Have you experienced deep emotional pain during the holidays? Clinical psychologist Dr. Barbara Lowe says many people do. In her clinical practice in Raleigh-Durham, North Carolina, she says, “Our phone rings off the hook as the new year starts because people are coming out of the holidays.

“And often they’ve experienced pain being around their family of origin … and things that have been bothering them underneath the surface have kind of bubbled up,” Lowe says on Dr. Barbara’s Whole Life Podcast on the Charisma Podcast Network. Part of the reason for this, she says, is “the roles we’ve played in our families of origin and maybe roles that we’re continuing to play. … We all play roles in our family, whether we come from a healthier family or a less healthy family. No family is perfect. None of us comes through unscathed because of sin and brokenness in the world.”

But what happens when, as healthy adults, we step out of those roles? Lowe says that sometimes, we face persecution or criticism from other family members “because we’re stepping out of what has been holding the family together. It’s like every dysfunctional system is held together with this imaginary glue that tries to keep everyone in place. And there’s this feeling like .. ‘If you rattle it, we’re all going to break because of the chaos we grew up in. We don’t want that to happen again, so don’t break out of that role.'”
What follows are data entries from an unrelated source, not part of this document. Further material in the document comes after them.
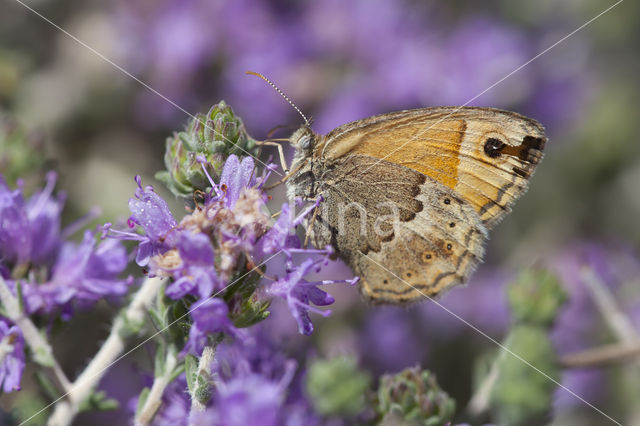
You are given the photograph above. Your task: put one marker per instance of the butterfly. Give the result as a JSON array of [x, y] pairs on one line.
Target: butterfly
[[408, 197]]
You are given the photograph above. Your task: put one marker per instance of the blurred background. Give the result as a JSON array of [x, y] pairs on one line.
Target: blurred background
[[341, 61]]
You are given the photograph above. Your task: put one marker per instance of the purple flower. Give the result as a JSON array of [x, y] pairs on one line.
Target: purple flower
[[82, 274], [12, 360], [196, 273], [300, 294], [30, 232], [256, 385], [15, 233], [152, 213], [247, 400], [235, 177], [209, 316], [54, 274]]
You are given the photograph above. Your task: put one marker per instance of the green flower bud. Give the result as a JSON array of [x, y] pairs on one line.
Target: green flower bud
[[21, 154], [337, 387], [521, 395], [535, 297], [215, 136], [413, 397]]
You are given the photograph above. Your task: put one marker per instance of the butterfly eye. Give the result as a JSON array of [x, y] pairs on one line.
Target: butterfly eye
[[493, 146], [306, 143]]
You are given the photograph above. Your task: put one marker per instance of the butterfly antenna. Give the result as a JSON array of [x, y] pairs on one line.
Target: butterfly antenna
[[277, 89]]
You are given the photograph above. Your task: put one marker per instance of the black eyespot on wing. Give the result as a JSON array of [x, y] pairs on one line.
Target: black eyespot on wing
[[493, 146]]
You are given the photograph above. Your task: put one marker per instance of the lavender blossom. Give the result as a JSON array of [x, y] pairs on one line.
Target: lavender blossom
[[202, 251], [54, 274], [209, 316], [29, 230], [300, 294], [12, 360]]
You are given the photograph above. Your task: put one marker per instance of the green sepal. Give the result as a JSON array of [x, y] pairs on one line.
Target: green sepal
[[214, 136], [522, 395], [337, 387], [535, 297], [144, 394], [414, 397], [98, 401]]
What God wants, Lowe explains, is just the opposite: that we become children of freedom, as Romans 8 describes. To do that, she says, we must step off the triangle of pain in our relationships and walk in freedom. “The triangle of pain has three points, and each point is a pain point. It’s a role that when we play it in relationships, we are getting into a painful cycle. There is the role of the persecutor. That’s the role of the blamer: ‘You’re doing everything wrong.’ … Now when someone else comes against us with this kind of persecution, this blame, this criticism, our tendency is normally going to be to go to one of the two other points on the triangle: the caretaker/fixer or the victim/child.”